Someone needs to write a *Bandwidth* Benchmark.

Here is my thought. We all know the basic techniques that Nvidia, Ati etc uses to increase bandwidth. Fast Z, Heirarchical Z, Frame buffer compresion, Zcompression etc etc etc..

It seems that it would be possible to write a benchmark that gives some sort of real world number gauge of effective bandwidth. Follow me? I am not a programer so i cant really think of the internals that would be required. the program would have to simulate various loads, Types of loads, and written in such a way that the Test would throw both the Best case and Worst case for what each card, and a general test That all cards can handle. Like an AA test that only uses one color so you would get the max Frame compression possible.

This is just an idea, Please fill in the blanks here with other ideas, or ways that a bandwidth benchmark could be written. The program would then have to take the information and translate it into some sort of measurable effective number.
 
Good idea - however, the sad truth of the matter is that people only care about the overall fps scores or how many mad onion marks it can get.

Part to blame is the knowledge of the people who entertain the benchmarks. FPS is all that people want, that is all they get. No one really dives deeper.

It really comes down to people and why should they care, no? On the high end server market we focus on the stream benchmark - sustainable memory bandwidth.
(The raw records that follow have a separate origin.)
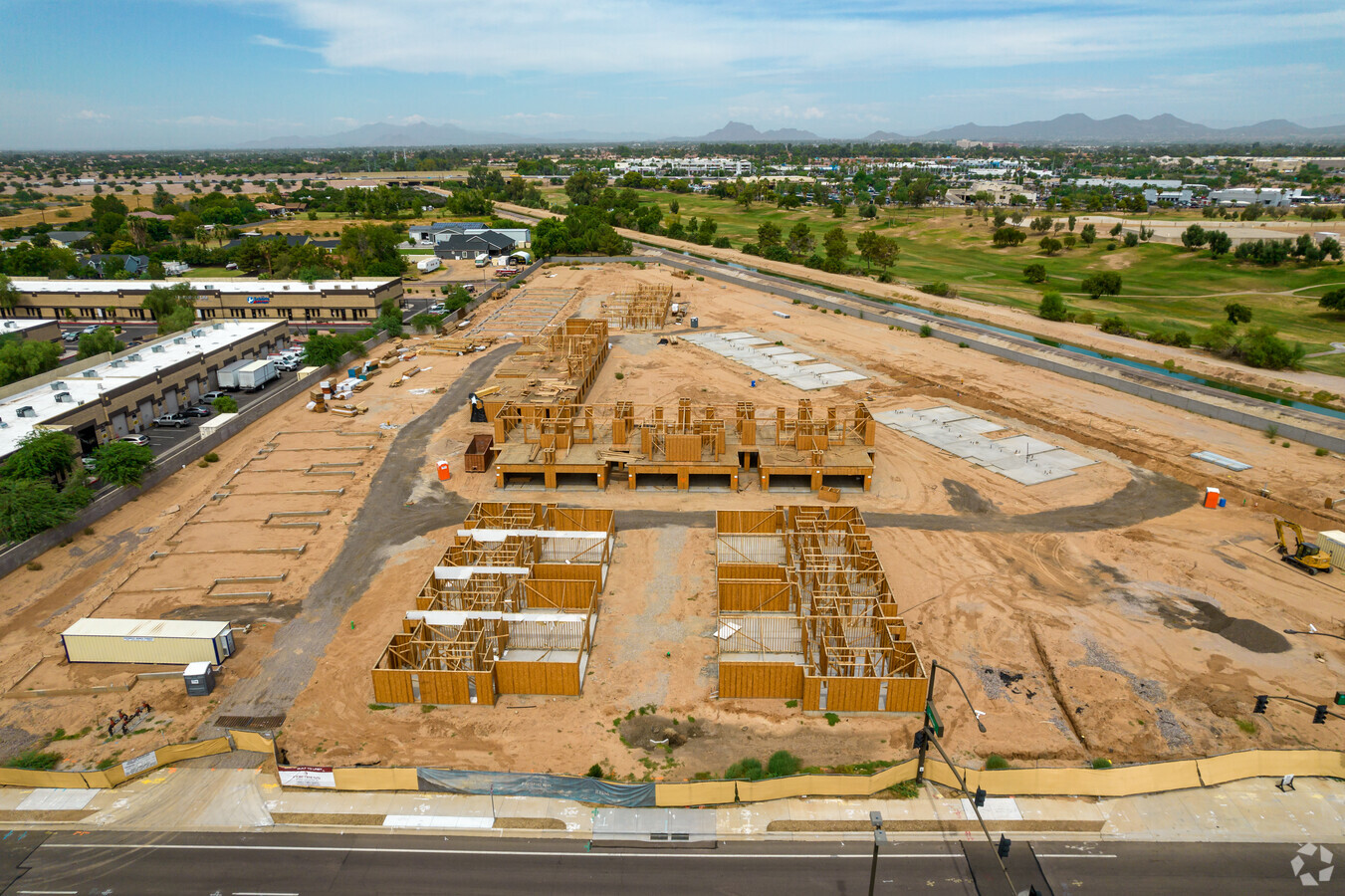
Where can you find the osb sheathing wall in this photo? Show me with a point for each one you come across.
(752, 681)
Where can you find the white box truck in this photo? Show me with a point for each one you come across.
(256, 374)
(227, 377)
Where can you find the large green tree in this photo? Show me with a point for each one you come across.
(23, 358)
(97, 341)
(43, 454)
(121, 463)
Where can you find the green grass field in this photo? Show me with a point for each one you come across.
(1164, 286)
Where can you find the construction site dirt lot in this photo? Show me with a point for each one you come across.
(1104, 613)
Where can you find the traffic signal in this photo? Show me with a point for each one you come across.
(934, 722)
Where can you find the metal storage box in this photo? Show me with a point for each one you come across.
(200, 680)
(1333, 543)
(148, 640)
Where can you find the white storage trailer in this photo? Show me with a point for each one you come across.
(227, 375)
(172, 642)
(256, 374)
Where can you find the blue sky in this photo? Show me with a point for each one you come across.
(92, 75)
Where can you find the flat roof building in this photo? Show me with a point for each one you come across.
(112, 395)
(31, 329)
(230, 298)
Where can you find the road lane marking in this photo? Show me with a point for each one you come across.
(1073, 856)
(495, 852)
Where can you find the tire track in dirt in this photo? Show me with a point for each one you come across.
(382, 524)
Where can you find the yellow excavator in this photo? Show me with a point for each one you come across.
(1303, 555)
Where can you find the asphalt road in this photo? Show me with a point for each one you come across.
(271, 864)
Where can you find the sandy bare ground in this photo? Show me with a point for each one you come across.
(1103, 613)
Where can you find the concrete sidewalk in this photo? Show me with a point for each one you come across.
(195, 798)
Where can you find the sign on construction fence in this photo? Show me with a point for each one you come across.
(133, 767)
(307, 777)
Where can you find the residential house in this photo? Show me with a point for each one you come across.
(108, 265)
(66, 238)
(470, 245)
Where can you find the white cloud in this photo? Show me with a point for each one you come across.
(267, 41)
(700, 41)
(210, 121)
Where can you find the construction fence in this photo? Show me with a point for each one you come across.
(1127, 781)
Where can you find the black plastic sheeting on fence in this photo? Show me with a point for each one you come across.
(586, 789)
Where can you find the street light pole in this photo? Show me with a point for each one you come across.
(1324, 634)
(878, 839)
(928, 715)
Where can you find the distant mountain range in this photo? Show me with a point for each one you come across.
(1071, 129)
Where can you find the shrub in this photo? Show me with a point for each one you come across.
(782, 765)
(748, 769)
(35, 759)
(1114, 326)
(1052, 307)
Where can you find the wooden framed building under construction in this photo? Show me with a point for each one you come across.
(688, 445)
(805, 612)
(556, 367)
(644, 307)
(512, 608)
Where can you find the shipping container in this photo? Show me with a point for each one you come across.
(148, 640)
(1333, 543)
(199, 678)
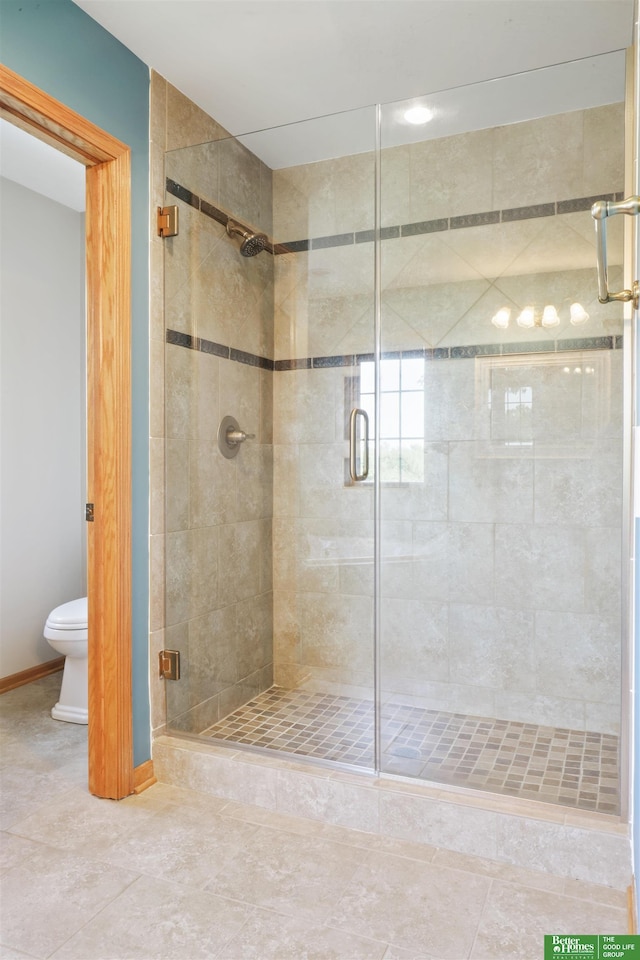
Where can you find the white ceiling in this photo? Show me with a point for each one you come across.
(256, 64)
(253, 64)
(41, 168)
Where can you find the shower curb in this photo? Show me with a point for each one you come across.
(594, 848)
Not everything is rosy when you have 32 - 64 or more processors (which is why IBM's servers just took over the tpc/d lead with only 32 cpus vs HP's 64 - Hmm...).
 
Here is my thought. We all know the basic techniques that Nvidia, Ati etc uses to increase bandwidth. Fast Z, Heirarchical Z, Frame buffer compresion, Zcompression etc etc etc..

These things don't increase bandwidth, they reduce bandwidth use in certain situations.

I think VillageMark and any Fillrate tester can combine to figure out what you want to know. Perhaps some of the D3D demos too, since you can replace textures on some of them (to get the same color everywhere for instance). Run them at 32 bit color and 16 bit to vary the bandwidth used.

Of course, no benchmark will measure bandwidth if the system isn't bandwidth limited. So cards that are core limited can't measure bandwidth.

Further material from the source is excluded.